Je conçois bien que si tous les gouvernements de l'Europe s'entendaient ensemble, ils pouraient à toute force diminuer un peu l'Empire des deux sœurs. Nous avons actuellement en Europe plus de douze cent mille hommes qui montent la garde en pleine paix. Si on les emploiait à extirper les deux virus qui désolent le genre humain ils seraient du moins bons à quelque chose. On pourait même leur donner encor à combattre le scorbut, les fièvres pourprées, et tant d'autres faveurs de ce genre que la nature nous a faittes.
Vous avez dans Paris un hôtel Dieu où règne une contagion éternelle, où les malades entassés les uns sur les autres, se donnent réciproquement la peste et la mort. Vous avez des boucheries dans de petites rues sans issue au milieu de la ville, qui répandent en été une odeur cadavéreuse capable d'empoisoner tout un quartier. Les exhalaisons des morts tuent les vivants dans vos églises, et les charniers des innocents, ou de st Innocent sont encor un témoignage de barbarie qui nous met fort au dessous des Hottentots et des nègres.

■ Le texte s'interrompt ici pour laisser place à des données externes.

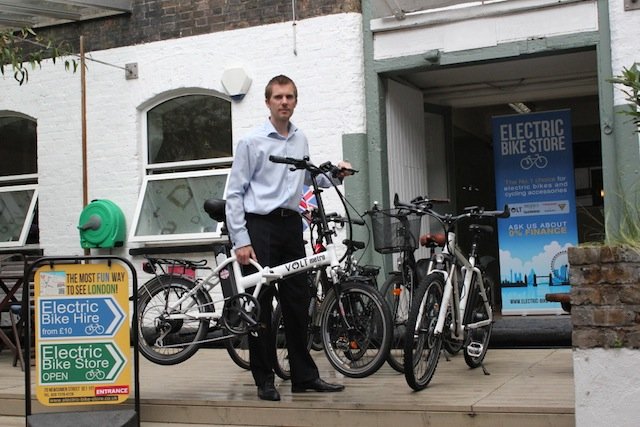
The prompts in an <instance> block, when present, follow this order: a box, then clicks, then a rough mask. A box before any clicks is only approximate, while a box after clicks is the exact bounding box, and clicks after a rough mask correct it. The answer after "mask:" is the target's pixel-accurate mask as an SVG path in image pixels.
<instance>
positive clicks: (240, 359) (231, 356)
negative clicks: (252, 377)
mask: <svg viewBox="0 0 640 427" xmlns="http://www.w3.org/2000/svg"><path fill="white" fill-rule="evenodd" d="M225 346H226V347H227V353H229V357H231V360H233V362H234V363H235V364H236V365H238V366H239V367H241V368H242V369H247V370H248V369H250V368H251V366H250V365H249V335H247V334H244V335H234V336H232V337H231V338H229V339H228V340H226V342H225Z"/></svg>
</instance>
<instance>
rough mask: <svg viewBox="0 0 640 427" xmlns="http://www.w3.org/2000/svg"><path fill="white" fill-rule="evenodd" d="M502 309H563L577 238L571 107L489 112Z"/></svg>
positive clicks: (555, 310) (536, 309) (511, 311)
mask: <svg viewBox="0 0 640 427" xmlns="http://www.w3.org/2000/svg"><path fill="white" fill-rule="evenodd" d="M493 141H494V144H493V147H494V149H493V151H494V157H495V174H496V198H497V206H498V208H499V207H501V206H504V205H505V204H508V205H509V208H510V211H511V217H510V218H508V219H504V220H500V221H498V242H499V246H500V282H501V285H502V314H549V313H561V312H562V309H561V307H560V303H557V302H553V303H552V302H548V301H546V300H545V294H547V293H557V292H569V283H568V262H567V248H569V247H570V246H573V245H575V244H576V243H577V242H578V233H577V224H576V206H575V188H574V187H575V184H574V175H573V150H572V142H573V141H572V136H571V112H570V111H569V110H560V111H548V112H541V113H531V114H518V115H510V116H500V117H494V118H493Z"/></svg>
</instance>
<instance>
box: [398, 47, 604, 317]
mask: <svg viewBox="0 0 640 427" xmlns="http://www.w3.org/2000/svg"><path fill="white" fill-rule="evenodd" d="M392 78H393V79H394V80H395V81H397V82H400V83H404V84H406V85H407V86H409V87H412V88H415V89H417V90H419V91H421V93H422V95H423V100H424V104H425V116H428V115H430V114H432V112H433V111H434V110H437V111H439V112H443V111H444V112H446V113H443V114H442V117H444V118H445V128H446V130H445V131H444V132H441V133H440V134H442V138H441V140H440V141H439V143H440V144H442V145H443V147H444V149H443V150H441V152H442V153H444V155H445V158H444V159H443V160H444V161H445V162H446V165H447V167H446V168H443V170H446V171H447V172H446V173H447V174H448V176H447V179H446V181H447V182H448V186H449V191H448V193H449V196H450V197H451V199H452V208H453V209H454V210H461V209H462V208H463V207H465V206H470V205H479V206H484V207H485V208H487V209H495V208H497V207H496V191H495V183H494V172H495V171H494V164H493V158H494V155H493V135H492V118H494V117H497V116H504V115H512V114H518V113H519V112H524V113H526V112H527V111H529V112H545V111H556V110H569V111H570V112H571V123H572V135H573V138H572V143H573V159H567V161H572V162H573V171H574V177H575V184H576V185H575V201H576V216H577V228H578V242H595V241H601V240H602V239H603V238H604V218H603V200H602V153H601V146H600V114H599V105H598V102H599V101H598V86H597V60H596V52H595V50H594V49H590V50H579V51H565V52H560V53H554V54H553V55H548V54H547V55H531V56H527V57H525V58H518V59H510V60H504V61H493V62H483V63H473V64H465V65H457V66H448V67H439V68H437V69H434V70H426V71H415V70H412V71H410V72H401V73H400V72H398V73H393V75H392ZM425 121H426V123H427V129H426V130H427V136H428V135H429V132H428V122H429V119H428V118H426V119H425ZM428 144H429V145H431V146H433V145H434V142H433V141H429V142H428ZM435 145H437V144H435ZM460 243H461V245H462V246H463V248H464V246H465V245H466V244H467V243H468V242H465V241H464V237H462V236H461V242H460ZM483 251H484V252H485V253H487V254H491V255H492V256H494V257H495V258H498V243H497V239H495V240H494V241H488V242H487V243H486V246H485V247H484V249H483ZM494 265H496V266H497V263H495V264H494ZM494 268H495V267H494ZM490 274H492V276H494V278H497V277H499V272H498V271H490ZM497 282H499V281H498V280H496V283H497ZM496 300H497V302H498V309H500V308H501V301H500V292H497V294H496Z"/></svg>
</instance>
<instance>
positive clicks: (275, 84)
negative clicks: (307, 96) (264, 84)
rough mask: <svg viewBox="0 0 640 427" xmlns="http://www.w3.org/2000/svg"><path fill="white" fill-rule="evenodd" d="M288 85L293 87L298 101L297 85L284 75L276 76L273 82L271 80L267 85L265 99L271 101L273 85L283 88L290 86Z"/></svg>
mask: <svg viewBox="0 0 640 427" xmlns="http://www.w3.org/2000/svg"><path fill="white" fill-rule="evenodd" d="M288 84H291V85H293V96H295V97H296V99H298V88H297V87H296V84H295V83H294V82H293V80H291V79H290V78H289V77H287V76H285V75H284V74H280V75H278V76H275V77H274V78H272V79H271V80H269V83H267V86H266V87H265V88H264V97H265V99H266V100H269V99H270V98H271V94H272V93H273V85H280V86H282V85H288Z"/></svg>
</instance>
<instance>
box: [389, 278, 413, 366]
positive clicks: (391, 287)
mask: <svg viewBox="0 0 640 427" xmlns="http://www.w3.org/2000/svg"><path fill="white" fill-rule="evenodd" d="M412 285H413V284H412V283H404V281H403V280H402V275H401V274H394V275H393V276H391V277H389V278H388V279H387V281H386V282H384V283H383V284H382V295H383V296H384V299H385V301H386V302H387V304H388V305H389V310H390V311H391V321H392V325H393V336H392V337H391V346H390V347H389V355H388V356H387V363H388V364H389V366H391V367H392V368H393V369H395V370H396V371H398V372H400V373H402V372H404V336H405V331H406V327H407V318H408V317H409V309H410V308H411V288H412Z"/></svg>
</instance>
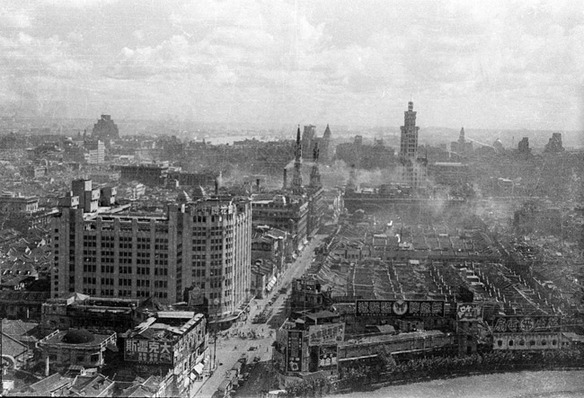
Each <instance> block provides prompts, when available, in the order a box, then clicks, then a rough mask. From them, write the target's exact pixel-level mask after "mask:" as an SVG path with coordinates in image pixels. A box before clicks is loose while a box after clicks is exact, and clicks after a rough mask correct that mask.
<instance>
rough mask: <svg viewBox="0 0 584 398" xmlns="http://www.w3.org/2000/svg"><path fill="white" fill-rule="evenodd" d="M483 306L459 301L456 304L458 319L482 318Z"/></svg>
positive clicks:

Cependant personne ne pense à remédier à ces abominables abus. Une partie des citoiens ne pense qu'à l'opéra comique, et la Sorbonne n'est occupée qu'à condamner Belisaire et à damner l'empereur Marc Antonin. Nous serons longtemps fous, et insensibles au bien public. On fait de temps en temps quelques éfforts, et on s'en lasse le lendemain. La constance, le nombre d'hommes nécessaire et l'argent, manquent pour tous les grands établissements. Chacun vit pour soi, Sauve qui peut, est la devise de chaque particulier. Plus les hommes sont inattentifs à leur plus grand intérêt, plus vos idées patriotiques m'ont inspiré d'estime.
J'ai l'honneur d'être avec tous les sentiments que vous méritez, monsieur, votre très humble et très ob. ser.